Fitbit’s new Charge into activity trackers hits right notes
Review: Charge 3 is slimmer and sleeker – but no built-in GPS
Product name: Fitbit Charge 3
Where to buy: fitbit.com
It’s January, which means most of us are full of good intentions when it comes to diet and exercise. It’s the time of year when gym memberships peak, fitness apps see a frenzy of downloads, and a whole pile of new fitness trackers are set up.
So it seems like a good time to take a closer look at the Fitbit Charge 3, before we all run out of good intentions and willpower wanes.
When it comes to activity trackers, it’s hard to deny that Fitbit knows its stuff. The company has carved out a place for itself, making it almost synonymous with the devices. The Charge 3 is the newest addition to the lineup, sitting just below the Ionic and Versa.
The original Charge made its debut in 2016; over the past couple of years, the improvements that have been made to the original have made it a far sleeker, more useful device, including built in heart rate monitoring and now a proper touch screen. You can swipe to scroll through the menus and tap on the function you want; to go back, you simple squeeze the sides of the display. There are no physical buttons on the Charge 3.

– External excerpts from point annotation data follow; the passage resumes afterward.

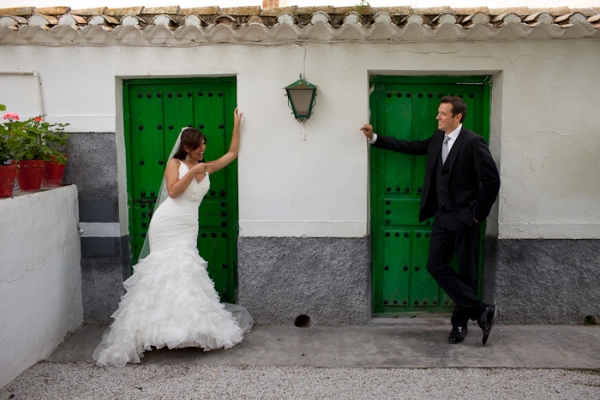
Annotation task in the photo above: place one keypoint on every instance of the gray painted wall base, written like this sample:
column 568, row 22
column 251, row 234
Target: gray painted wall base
column 92, row 166
column 538, row 281
column 327, row 279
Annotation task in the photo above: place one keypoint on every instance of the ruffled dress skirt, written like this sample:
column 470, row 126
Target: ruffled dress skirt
column 170, row 299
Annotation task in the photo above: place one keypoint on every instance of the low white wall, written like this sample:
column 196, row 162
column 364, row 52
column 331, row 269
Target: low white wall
column 40, row 277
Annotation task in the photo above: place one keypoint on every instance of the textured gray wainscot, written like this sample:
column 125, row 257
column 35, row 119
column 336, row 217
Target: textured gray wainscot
column 544, row 281
column 92, row 166
column 327, row 279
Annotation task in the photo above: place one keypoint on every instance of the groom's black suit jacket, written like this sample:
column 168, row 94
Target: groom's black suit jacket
column 473, row 180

The functions are what you’d expect: exercise tracking for everything from biking, walking, running and swimming to yoga, weight training and intervals. You can put shortcuts for your favourite exercises on the tracker, but you only have room for six at a time.
There is automatic exercise tracking though. If you start walking, you don’t have to tell your tracker that’s what you’re doing. Once you go over 15 minutes of activity, it will automatically register your workout and use its brainpower to figure out exactly what exercise you are doing. It’s not always 100 per cent accurate - a quick walk somehow became a cycle - but the more I used it the more accurate it was.

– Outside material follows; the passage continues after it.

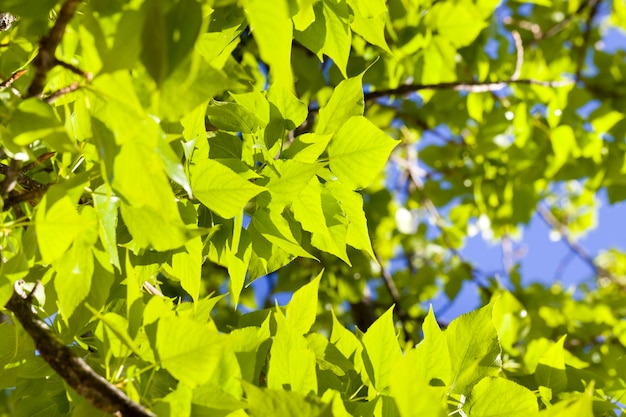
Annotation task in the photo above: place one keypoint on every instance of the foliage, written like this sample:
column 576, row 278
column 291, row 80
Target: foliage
column 169, row 167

When it comes to accurate locations though, you’ll still need to carry your phone. The Charge 3 doesn’t have built in GPS, which means if you want to track your position, you’ll need to rely on your smartphone. That’s a bit disappointing, but there are plenty of more expensive smartwatches out there that have the capability built in, including Fitbit’s Ionic smartwatch. You’ll pay for that addition though, with the Ionic coming in at about €300 compared to the Charge 3’s €150. You get more than just the built-in GPS for that premium, but on balance, it’s not such a hardship to carry your phone.

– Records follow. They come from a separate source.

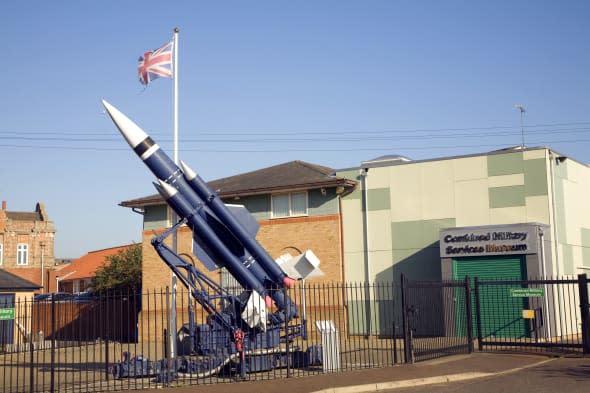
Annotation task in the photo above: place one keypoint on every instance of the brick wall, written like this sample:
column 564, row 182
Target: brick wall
column 34, row 233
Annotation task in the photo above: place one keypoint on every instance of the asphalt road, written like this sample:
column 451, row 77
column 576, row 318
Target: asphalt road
column 571, row 375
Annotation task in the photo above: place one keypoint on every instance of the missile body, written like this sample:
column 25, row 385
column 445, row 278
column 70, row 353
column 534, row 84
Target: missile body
column 182, row 207
column 225, row 215
column 218, row 235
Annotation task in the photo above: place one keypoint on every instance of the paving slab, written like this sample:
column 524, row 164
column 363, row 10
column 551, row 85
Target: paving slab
column 453, row 368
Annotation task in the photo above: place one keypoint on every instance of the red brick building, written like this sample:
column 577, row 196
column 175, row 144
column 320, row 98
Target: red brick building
column 27, row 244
column 76, row 276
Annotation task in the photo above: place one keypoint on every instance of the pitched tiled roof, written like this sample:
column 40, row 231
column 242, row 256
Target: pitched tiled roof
column 11, row 282
column 23, row 216
column 290, row 176
column 87, row 265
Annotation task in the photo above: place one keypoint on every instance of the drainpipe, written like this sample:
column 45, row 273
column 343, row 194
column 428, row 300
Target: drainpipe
column 365, row 176
column 544, row 275
column 554, row 211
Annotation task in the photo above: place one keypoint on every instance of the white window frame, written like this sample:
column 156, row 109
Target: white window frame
column 22, row 252
column 290, row 199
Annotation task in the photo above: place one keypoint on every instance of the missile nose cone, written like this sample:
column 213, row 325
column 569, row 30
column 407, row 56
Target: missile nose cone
column 132, row 133
column 165, row 189
column 188, row 172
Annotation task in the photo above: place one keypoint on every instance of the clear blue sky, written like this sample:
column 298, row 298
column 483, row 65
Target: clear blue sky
column 265, row 82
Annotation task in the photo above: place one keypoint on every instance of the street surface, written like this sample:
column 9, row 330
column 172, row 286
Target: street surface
column 571, row 375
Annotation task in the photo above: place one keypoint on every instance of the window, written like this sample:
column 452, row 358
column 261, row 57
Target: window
column 22, row 254
column 289, row 205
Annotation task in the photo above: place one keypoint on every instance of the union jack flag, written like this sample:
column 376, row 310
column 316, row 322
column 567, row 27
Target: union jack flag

One of the chief problems with activity trackers is that charging them is a bit of a pain. If the battery doesn’t last long enough from a single charge, eventually you end up running out of patience and the tracker will get shoved in a drawer, never to be seen again. The Charge 3 battery lasts up to seven days according to Fitbit, and in tests it certainly lived up to promises. It all depends on what you want to do with it though; I knocked off smartphone alerts for a few days and the battery lasted longer. That makes sense, but not everyone will want to sacrifice the convenience of the notifications for a longer battery life. Personally, I just wanted the Charge 3 to track my activity rather than constantly poke me about stuff happening on my phone.
That brings me to my biggest annoyance about the Charge 3 - and fitness trackers in general, really. It has a proprietary charger, which is inconvenient and a pain to replace when you inevitably lose or break it. Universal chargers, please; it would make life a lot simpler.
Designwise, the Charge 3 is still recognisable as part of the Fitbit range, but it makes a few improvements. It feels lighter than its predecessor, even though you get a bigger screen. And speaking of the screen, the touchscreen is also a good addition, making it easier to interact with the tracker.
The not so good:
Fancy leaving your phone at home while you go for a run? Not if you want to track your location with the Charge 3. No built in GPS means you are tethered to your phone for the foreseeable future.
The Charge 3 supports Fitbit Pay, but only with certain versions of the tracker. The standard Charge 3 doesn’t; the special edition does. That’s an extra €20. The number of banks in Ireland that support Fitbit Pay currently stands at two - KBC and more recently AIB - so it’s not so widespread that thousands of Fitbit users will feel the loss. Still, it’s a handy thing to have if you are out for a walk minus your phone and want to stop for a coffee or a quick bite to eat.
The Charge 3 has a range of interchangeable bands that include leather, woven and silicone sports bands, so you can dress it up or down as you see fit.
Don’t want the expense of a full-on smartwatch? The Charge 3 is a good halfway house.